母のお針箱

弟が、二階から、箱を持ってきた。

一目見て、それが母のお針箱であることがわかった。

なつかしさと悲しさがこみあげてきて、涙があふれた。

母が今も元気で、頭がしっかりしていたなら、なつかしいわね、

で終わっただろう。

母が夜なべして、縫物をしていたお針箱。布のひっかけがついた、

3段の立派なお針箱。中に、着物のしつけ用のへら、糸切ばさみ、

つかいかけの糸や、つかなくなった衣服から取ったボタンなど。

母は夜遅くまで、このお針箱の前で働いていた。

このお針箱は、3段引き出しのついた、木造の大きなお針箱で母が欲しくて買ったものだった。

今、弟が裁縫をするようになって、使っている。

最近暇になったので、衣服のリフォームを楽しんでいる。

幅広の古いズボンを、今様に幅をつめたり、後ろポケットに、長財布が入るように中ポケットを付け直したりソファーのカバーを付けたり。

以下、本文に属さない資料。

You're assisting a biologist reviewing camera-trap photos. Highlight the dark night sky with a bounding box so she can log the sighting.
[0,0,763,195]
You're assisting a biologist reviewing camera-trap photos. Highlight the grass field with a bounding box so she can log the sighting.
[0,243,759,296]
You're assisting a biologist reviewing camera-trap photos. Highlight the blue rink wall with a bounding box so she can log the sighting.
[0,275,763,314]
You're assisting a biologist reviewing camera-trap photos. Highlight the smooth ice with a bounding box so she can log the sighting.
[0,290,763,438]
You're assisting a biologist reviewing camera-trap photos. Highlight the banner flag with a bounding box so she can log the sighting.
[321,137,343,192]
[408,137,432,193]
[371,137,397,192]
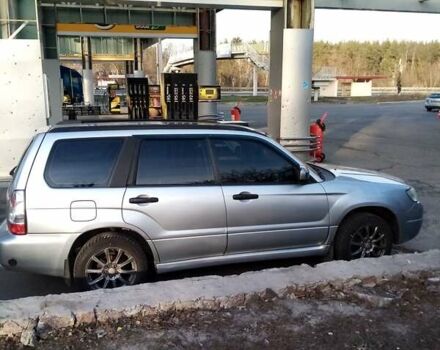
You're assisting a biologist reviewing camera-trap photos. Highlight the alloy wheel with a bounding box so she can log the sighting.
[85,247,138,289]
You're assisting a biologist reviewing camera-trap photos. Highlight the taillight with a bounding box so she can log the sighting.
[8,191,27,235]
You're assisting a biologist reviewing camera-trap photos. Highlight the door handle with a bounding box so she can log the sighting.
[232,192,258,201]
[128,196,159,204]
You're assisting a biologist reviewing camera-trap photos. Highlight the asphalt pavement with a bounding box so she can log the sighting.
[0,101,440,300]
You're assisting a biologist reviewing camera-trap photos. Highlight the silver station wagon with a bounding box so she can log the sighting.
[0,122,423,289]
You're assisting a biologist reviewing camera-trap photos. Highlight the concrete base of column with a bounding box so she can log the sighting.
[82,69,95,105]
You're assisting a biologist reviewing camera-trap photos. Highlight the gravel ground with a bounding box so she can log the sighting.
[0,271,440,350]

弟は、母使っていたお針箱の中にあるものを使って、母を愛しんでいるのだろう。

母がすぐ近くにいるけれど、弟はあまり行かない。

今の母の姿を見るのが辛いのだろう。

母が使っていた道具を使うことで、母の傍にいるようななぎさめになっているのだと思われた。

良く働き、いつも明るかった母。誰にも等しく愛を注いだ母。

優しい母。自分はいつも後回しで、人の幸せばかり願っている母。

誰からも好かれる母は、それにふさわしい人だから。

父は、母がいれば、誰もいらなかった。

母は、今も心配りが深くて、人を気遣うことは変わりない。

優しくて、笑顔が素敵だから、大好き、と施設の職員達

は言ってくれる。

記憶が日々薄れていく中で、母の中核は失われることはない

のだけれど、

母と話が出来ない悲しみは深い。

テレビで、トムハンクスの映画が映っていた。

母と一緒に映画館で観た映画。

トムハンクスの後ろ姿がかっこいいわね、と言いあった。

ああ、あの頃は元気だったのに、悲しみが襲う。